HYPOTHETICAL ZEOLITE FRAMEWORK STRUCTURES AND WEAVINGS


TREACY, Michael M.J., Department of Physics, Arizona State University, Tempe, AZ 85287 and O’KEEFFE, Michael, School of Molecular Sciences, Arizona State University, Tempe, AZ 85287

Zeolites are intriguing minerals. Their periodic microporous structures offer high internal surface areas and consequently they have attracted much attention in the chemical industry for applications as molecular sieves and catalysts. Their tectosilicate structure comprises corner-sharing silicate SiO4 tetrahedra, with open channels and pores that allow water (at a minimum) to diffuse reversibly through them. Quartz, although a tectosilicate also, does not allow water to diffuse, and so is not classified as a zeolite. Zeolite structures, usually determined by x-ray and/or electron crystallography, are quite beautiful to behold and the mathematical subtleties underpinning their framework regularity can be quite mesmerizing. There are now about 250 known zeolitic materials, but there are, in principle, an infinite number of possible framework structures if infinitesimal densities (i.e., arbitrarily large internal pores) are permitted.
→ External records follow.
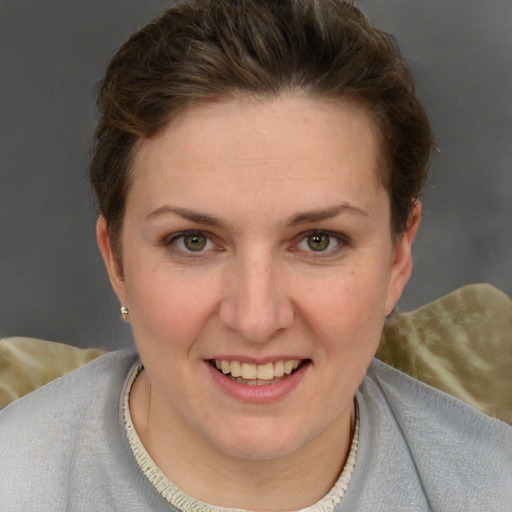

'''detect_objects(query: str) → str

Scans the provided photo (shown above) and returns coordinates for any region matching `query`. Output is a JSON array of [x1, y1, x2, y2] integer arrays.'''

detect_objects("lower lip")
[[205, 361, 311, 404]]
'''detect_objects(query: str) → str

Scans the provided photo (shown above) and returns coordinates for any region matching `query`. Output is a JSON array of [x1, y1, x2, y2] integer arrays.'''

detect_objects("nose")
[[219, 254, 295, 343]]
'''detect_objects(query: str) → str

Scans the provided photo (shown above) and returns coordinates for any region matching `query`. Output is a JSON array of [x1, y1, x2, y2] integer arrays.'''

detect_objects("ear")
[[96, 215, 126, 305], [386, 201, 422, 315]]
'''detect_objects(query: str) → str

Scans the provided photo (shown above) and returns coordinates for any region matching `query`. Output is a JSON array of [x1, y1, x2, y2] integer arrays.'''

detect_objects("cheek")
[[126, 266, 218, 349]]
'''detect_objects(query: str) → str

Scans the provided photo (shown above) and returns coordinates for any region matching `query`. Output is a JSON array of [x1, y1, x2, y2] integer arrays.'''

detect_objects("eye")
[[166, 231, 214, 252], [295, 230, 348, 254]]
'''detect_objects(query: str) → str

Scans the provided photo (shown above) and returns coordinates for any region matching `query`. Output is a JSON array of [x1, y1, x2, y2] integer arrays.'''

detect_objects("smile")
[[210, 359, 306, 386]]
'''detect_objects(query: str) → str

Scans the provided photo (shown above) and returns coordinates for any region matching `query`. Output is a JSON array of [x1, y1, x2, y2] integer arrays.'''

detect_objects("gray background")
[[0, 0, 512, 348]]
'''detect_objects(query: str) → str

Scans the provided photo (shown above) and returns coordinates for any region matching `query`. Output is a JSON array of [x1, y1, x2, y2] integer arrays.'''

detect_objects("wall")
[[0, 0, 512, 348]]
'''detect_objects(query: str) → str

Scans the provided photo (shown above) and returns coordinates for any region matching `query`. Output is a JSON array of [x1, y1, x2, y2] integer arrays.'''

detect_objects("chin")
[[203, 419, 318, 461]]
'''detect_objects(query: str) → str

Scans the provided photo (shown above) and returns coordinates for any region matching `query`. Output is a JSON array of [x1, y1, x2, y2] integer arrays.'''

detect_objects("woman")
[[0, 0, 512, 511]]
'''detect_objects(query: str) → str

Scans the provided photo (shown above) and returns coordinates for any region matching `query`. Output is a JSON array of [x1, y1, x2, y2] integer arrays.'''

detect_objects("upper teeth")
[[215, 359, 300, 380]]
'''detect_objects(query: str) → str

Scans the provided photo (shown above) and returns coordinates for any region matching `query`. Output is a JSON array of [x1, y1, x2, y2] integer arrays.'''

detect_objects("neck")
[[130, 372, 352, 511]]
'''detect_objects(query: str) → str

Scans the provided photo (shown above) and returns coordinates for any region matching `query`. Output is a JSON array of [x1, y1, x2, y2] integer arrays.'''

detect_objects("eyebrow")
[[146, 205, 224, 227], [146, 203, 368, 228]]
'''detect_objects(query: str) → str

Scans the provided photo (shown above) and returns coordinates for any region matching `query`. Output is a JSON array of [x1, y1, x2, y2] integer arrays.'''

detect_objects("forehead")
[[127, 96, 388, 220]]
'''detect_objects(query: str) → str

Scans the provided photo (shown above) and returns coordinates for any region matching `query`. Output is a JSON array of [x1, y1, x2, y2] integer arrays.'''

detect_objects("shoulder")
[[362, 360, 512, 510], [0, 350, 138, 509]]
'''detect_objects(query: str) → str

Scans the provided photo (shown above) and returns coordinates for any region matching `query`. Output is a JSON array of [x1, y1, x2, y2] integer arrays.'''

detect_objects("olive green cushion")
[[377, 284, 512, 424], [0, 284, 512, 424], [0, 337, 105, 409]]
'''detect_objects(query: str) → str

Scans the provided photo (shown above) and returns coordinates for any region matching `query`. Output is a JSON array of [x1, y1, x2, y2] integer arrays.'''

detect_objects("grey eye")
[[183, 233, 208, 252], [306, 233, 331, 252]]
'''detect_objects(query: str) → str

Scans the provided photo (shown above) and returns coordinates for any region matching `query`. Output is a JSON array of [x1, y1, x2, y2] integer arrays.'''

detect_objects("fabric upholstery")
[[0, 284, 512, 424]]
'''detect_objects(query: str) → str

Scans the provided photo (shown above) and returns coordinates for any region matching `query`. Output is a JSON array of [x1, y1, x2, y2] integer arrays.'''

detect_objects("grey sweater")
[[0, 350, 512, 512]]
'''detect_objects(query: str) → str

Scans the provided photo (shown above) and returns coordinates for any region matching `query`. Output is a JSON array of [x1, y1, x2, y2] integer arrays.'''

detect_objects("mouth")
[[208, 359, 311, 386]]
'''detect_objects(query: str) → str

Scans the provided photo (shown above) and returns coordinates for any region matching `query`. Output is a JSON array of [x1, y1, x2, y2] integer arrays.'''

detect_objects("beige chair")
[[0, 284, 512, 424]]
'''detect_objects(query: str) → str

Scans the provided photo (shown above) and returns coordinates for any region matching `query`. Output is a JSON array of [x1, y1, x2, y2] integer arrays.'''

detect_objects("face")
[[98, 97, 419, 459]]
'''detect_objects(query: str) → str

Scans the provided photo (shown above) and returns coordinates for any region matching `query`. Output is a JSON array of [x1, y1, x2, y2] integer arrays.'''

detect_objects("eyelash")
[[163, 229, 350, 258]]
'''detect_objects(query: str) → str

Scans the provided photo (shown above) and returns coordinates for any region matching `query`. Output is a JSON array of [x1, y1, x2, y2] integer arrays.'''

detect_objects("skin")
[[97, 96, 421, 510]]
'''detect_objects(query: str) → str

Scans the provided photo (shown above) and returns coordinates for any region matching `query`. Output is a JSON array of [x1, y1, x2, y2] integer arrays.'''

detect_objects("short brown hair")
[[90, 0, 433, 256]]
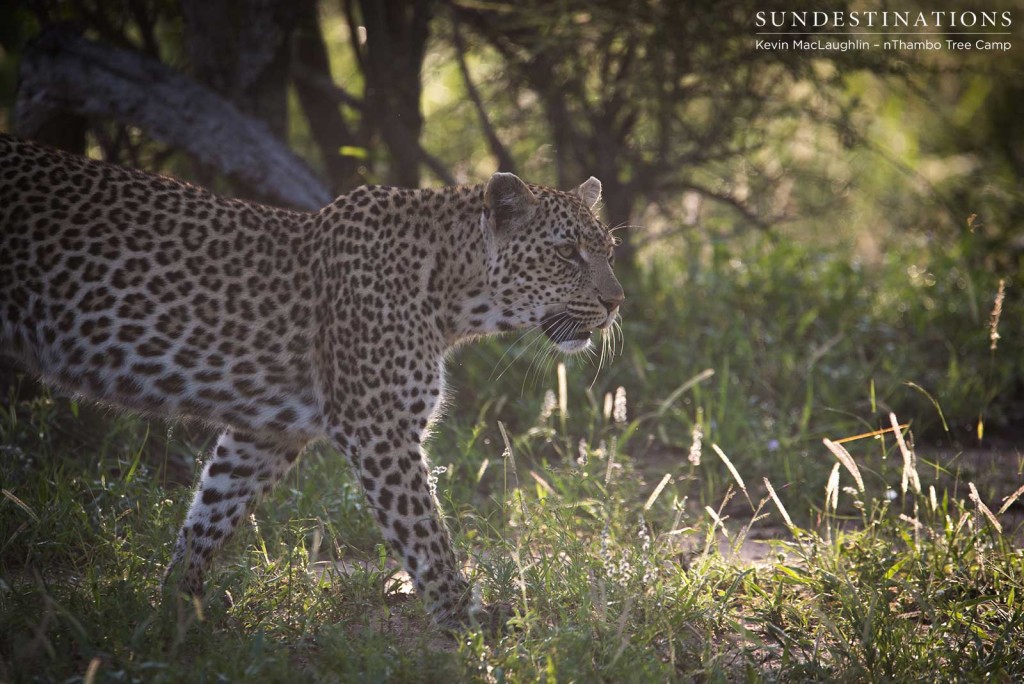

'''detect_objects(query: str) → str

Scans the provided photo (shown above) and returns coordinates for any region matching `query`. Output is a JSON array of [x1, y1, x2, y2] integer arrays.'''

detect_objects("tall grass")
[[0, 232, 1024, 682]]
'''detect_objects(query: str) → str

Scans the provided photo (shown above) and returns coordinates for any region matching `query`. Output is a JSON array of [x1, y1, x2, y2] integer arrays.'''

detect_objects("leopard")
[[0, 134, 625, 628]]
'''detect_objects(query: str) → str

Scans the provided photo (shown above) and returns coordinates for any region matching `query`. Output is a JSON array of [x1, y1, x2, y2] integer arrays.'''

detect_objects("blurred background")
[[0, 0, 1024, 510]]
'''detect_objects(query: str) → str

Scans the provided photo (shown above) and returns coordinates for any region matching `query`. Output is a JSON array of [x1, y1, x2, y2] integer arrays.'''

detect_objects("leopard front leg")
[[339, 413, 480, 628], [165, 431, 303, 596]]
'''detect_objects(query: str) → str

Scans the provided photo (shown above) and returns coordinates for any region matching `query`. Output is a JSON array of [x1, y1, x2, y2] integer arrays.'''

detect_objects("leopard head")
[[480, 173, 625, 353]]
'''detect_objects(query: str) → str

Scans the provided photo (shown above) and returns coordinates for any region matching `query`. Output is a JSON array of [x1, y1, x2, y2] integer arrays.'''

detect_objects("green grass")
[[0, 232, 1024, 682]]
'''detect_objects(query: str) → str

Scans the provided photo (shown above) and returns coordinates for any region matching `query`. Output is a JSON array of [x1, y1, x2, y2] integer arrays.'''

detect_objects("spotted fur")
[[0, 136, 623, 625]]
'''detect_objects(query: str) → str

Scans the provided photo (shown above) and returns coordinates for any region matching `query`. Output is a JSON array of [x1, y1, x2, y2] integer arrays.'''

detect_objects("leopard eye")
[[555, 245, 580, 261]]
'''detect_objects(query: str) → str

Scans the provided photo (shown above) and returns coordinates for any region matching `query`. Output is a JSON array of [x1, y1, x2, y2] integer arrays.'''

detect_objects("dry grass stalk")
[[821, 437, 864, 494], [764, 477, 796, 529], [988, 277, 1007, 351], [967, 482, 1002, 532], [711, 444, 754, 508], [889, 413, 921, 494]]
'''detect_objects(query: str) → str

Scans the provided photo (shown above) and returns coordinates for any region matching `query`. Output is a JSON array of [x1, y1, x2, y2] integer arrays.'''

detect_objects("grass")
[[0, 232, 1024, 682]]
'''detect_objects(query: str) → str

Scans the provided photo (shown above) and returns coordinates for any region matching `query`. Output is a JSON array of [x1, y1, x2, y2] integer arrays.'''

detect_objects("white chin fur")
[[555, 338, 590, 354]]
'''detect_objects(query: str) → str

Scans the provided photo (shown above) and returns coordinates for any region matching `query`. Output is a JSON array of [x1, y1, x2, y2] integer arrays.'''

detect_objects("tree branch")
[[14, 30, 332, 210]]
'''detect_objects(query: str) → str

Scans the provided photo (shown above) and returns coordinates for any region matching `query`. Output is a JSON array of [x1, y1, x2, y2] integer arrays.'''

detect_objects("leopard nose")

Hypothetical zeolites can be enumerated mathematically, by treating zeolite frameworks as graphs, where atoms are “vertices,” and bonds are “edges.” Omitting oxygen atoms, graphs can be described as four-valent mappings of Si-Si connections. Conversely, omitting Si atoms, graphs become six-valent (octahedral) mappings of O-O connections. Given the space group and the number of crystallographically unique vertices, zeolitic graphs can be generated by exploring all combinations of edges (bonds) keeping those graphs that are 4- or 6-connected, and then embedding the graphs in 3D by lowering the framework energy under a simple regular-tetrahedral (or, octahedral) cost function. Such mathematical procedures can generate some beautiful and surprising structures, including interlocking and woven structures.

In this talk we present some of our results for zeolitic structures and present a recent extension of our methods to enumerate 3D periodic weaves of threads and networks.